I woke up the next morning more sore than I had ever been in my entire life. From the camel riding, lots of sand walking and climbing, and wiping out, probably. I limped out to breakfast and took some ibuprofen. I packed all my sand-covered things and filled a water bottle with sand to distribute to those who would like some when I get back home. After an hour in the 4x4s, it was back on to the bus for another long drive. I had to find a comfortable position and sit still. We watched Avatar in French, though I slept through a lot of it.








Our lunch stop was at the hotel where he had had tea on Saturday. It was a salad, french fries, a lemon chicken with olives tagine, and of course, more tea.











Back on the bus, we stopped to see monkeys! I’m not actually sure if they technically count as monkeys since they didn’t have tails, but I couldn’t find anyone to tell me what the name of the species was. Maybe someone will read this and know! They were very cute and came close because we gave them bits of bread. Two even had a tiny baby! I took a bunch of pictures.





















































Back on the bus, I mostly slept until we got to the hotel. There was still no news about the status of our flight. At the hotel, I thought I would try swimming to relax my muscles a bit, but the water was so cold I changed my mind to a hot shower, which definitely felt good. It was nice to get the sand out of my hair.

At dinner, we had an awesome carrot and potato soup followed by a tagine with sausage of which I can’t remember the name, and a chocolate cake with strawberry sauce. We sat with people from ISA Meknès, and it was intriguing to talk to them about living and studying there. Some people went out with them after dinner, but I was still so sore i just went up to bed. My roomie told me they had gone to a hookah and piano bar, then the hotel bar.










Meknès -> Casablanca



When I woke up, I was still sore, but again it was just a bus day. Breakfast had some interesting things, like a rice pudding and some hot dog looking things. I wasn’t all that hungry, in fact had starting getting some wonderful traveler’s diarrhea, I must have ingested a bit too much water in the shower, or eaten something that wasn’t properly washed. Thankfully the Immodium was helpful, though I still didn’t feel like eating much lunch. I ended up having an avocado salad and and used up my other dirhams for a couple souvenirs and snacks for the bus/plane. I had to use a “turkish toilet” for the first time. We in the US are definitely spoiled with our bathrooms!

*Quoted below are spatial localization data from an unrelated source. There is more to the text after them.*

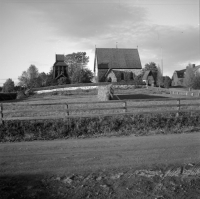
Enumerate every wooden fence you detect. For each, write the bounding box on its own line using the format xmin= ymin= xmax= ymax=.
xmin=0 ymin=97 xmax=200 ymax=124
xmin=170 ymin=90 xmax=200 ymax=97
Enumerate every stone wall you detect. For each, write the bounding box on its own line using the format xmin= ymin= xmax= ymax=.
xmin=34 ymin=84 xmax=145 ymax=95
xmin=112 ymin=69 xmax=141 ymax=76
xmin=97 ymin=84 xmax=114 ymax=101
xmin=35 ymin=86 xmax=97 ymax=94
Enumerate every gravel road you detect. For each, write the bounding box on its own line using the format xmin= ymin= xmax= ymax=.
xmin=1 ymin=133 xmax=200 ymax=175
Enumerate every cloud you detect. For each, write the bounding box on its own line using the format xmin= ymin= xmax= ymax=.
xmin=22 ymin=1 xmax=147 ymax=39
xmin=6 ymin=0 xmax=199 ymax=77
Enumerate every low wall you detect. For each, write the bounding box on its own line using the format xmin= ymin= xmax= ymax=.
xmin=34 ymin=84 xmax=144 ymax=94
xmin=34 ymin=86 xmax=98 ymax=94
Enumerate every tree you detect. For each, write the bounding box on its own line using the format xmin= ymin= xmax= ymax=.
xmin=156 ymin=65 xmax=163 ymax=87
xmin=183 ymin=64 xmax=195 ymax=90
xmin=133 ymin=74 xmax=144 ymax=86
xmin=65 ymin=52 xmax=89 ymax=81
xmin=71 ymin=68 xmax=94 ymax=84
xmin=2 ymin=78 xmax=15 ymax=92
xmin=57 ymin=77 xmax=70 ymax=85
xmin=18 ymin=65 xmax=40 ymax=88
xmin=163 ymin=76 xmax=171 ymax=88
xmin=192 ymin=73 xmax=200 ymax=89
xmin=38 ymin=72 xmax=48 ymax=87
xmin=44 ymin=67 xmax=58 ymax=86
xmin=143 ymin=62 xmax=158 ymax=84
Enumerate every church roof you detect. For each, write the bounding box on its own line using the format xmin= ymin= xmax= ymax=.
xmin=95 ymin=48 xmax=142 ymax=70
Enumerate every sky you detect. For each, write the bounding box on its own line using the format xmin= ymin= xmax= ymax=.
xmin=0 ymin=0 xmax=199 ymax=86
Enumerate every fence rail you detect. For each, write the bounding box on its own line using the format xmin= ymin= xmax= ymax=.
xmin=0 ymin=97 xmax=200 ymax=123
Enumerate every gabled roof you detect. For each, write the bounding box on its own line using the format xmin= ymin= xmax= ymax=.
xmin=142 ymin=70 xmax=152 ymax=80
xmin=175 ymin=69 xmax=186 ymax=78
xmin=95 ymin=48 xmax=142 ymax=70
xmin=194 ymin=65 xmax=200 ymax=72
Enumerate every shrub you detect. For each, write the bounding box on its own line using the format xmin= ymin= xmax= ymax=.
xmin=0 ymin=93 xmax=17 ymax=101
xmin=0 ymin=113 xmax=199 ymax=142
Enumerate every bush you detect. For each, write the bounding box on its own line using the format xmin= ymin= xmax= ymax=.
xmin=16 ymin=91 xmax=26 ymax=100
xmin=0 ymin=113 xmax=199 ymax=142
xmin=0 ymin=93 xmax=17 ymax=101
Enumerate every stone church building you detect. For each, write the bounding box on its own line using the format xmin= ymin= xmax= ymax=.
xmin=94 ymin=48 xmax=142 ymax=82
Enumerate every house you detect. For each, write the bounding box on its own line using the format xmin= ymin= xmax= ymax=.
xmin=53 ymin=54 xmax=68 ymax=79
xmin=171 ymin=64 xmax=200 ymax=86
xmin=193 ymin=64 xmax=200 ymax=75
xmin=142 ymin=70 xmax=155 ymax=86
xmin=171 ymin=69 xmax=186 ymax=86
xmin=94 ymin=48 xmax=142 ymax=82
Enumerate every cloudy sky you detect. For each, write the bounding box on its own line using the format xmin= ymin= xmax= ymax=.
xmin=0 ymin=0 xmax=199 ymax=86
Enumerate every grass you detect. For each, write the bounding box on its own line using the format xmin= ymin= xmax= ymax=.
xmin=1 ymin=113 xmax=200 ymax=142
xmin=1 ymin=88 xmax=200 ymax=142
xmin=2 ymin=89 xmax=200 ymax=119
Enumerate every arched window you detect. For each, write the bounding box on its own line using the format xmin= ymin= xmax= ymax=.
xmin=130 ymin=72 xmax=134 ymax=80
xmin=121 ymin=72 xmax=124 ymax=80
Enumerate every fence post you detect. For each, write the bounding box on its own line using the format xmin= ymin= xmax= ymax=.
xmin=124 ymin=101 xmax=127 ymax=112
xmin=0 ymin=103 xmax=3 ymax=125
xmin=176 ymin=99 xmax=180 ymax=117
xmin=64 ymin=104 xmax=69 ymax=121
xmin=64 ymin=103 xmax=69 ymax=121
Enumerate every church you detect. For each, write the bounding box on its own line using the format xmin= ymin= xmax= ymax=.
xmin=94 ymin=48 xmax=142 ymax=82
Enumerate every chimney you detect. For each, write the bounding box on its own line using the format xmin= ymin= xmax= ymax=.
xmin=192 ymin=64 xmax=196 ymax=68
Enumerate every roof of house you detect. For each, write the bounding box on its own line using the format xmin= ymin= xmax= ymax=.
xmin=175 ymin=69 xmax=186 ymax=78
xmin=95 ymin=48 xmax=142 ymax=70
xmin=194 ymin=65 xmax=200 ymax=72
xmin=142 ymin=70 xmax=152 ymax=80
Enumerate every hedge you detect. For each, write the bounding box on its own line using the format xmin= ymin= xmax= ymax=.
xmin=0 ymin=113 xmax=200 ymax=142
xmin=0 ymin=93 xmax=17 ymax=101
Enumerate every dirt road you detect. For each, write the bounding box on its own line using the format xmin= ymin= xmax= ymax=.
xmin=1 ymin=133 xmax=200 ymax=175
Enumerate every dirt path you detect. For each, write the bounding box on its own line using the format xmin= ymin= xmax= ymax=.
xmin=1 ymin=133 xmax=200 ymax=175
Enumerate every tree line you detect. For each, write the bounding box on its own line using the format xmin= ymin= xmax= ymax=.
xmin=1 ymin=52 xmax=93 ymax=92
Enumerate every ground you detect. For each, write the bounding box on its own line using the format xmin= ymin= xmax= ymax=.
xmin=1 ymin=133 xmax=200 ymax=199
xmin=1 ymin=87 xmax=200 ymax=198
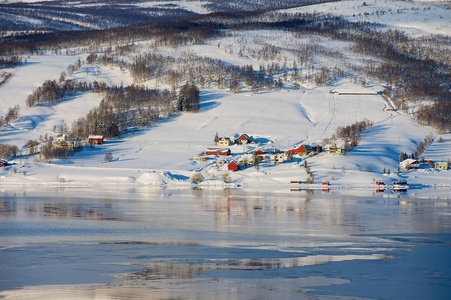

We had a lot of time to wait at the airport, but our flight home was still on! Security was strange, it turned out I didn’t need to worry about liquids to leave Morocco, yet they checked our passports multiple times. It appears you cannot have a swiss army knife at all, even in checked baggage, so I was glad I left it at home. Our flight was delayed, but not too much, and it was uneventful back to Charles de Gaulle. I was extremely glad for the shuttle ride home, and went straight to bed.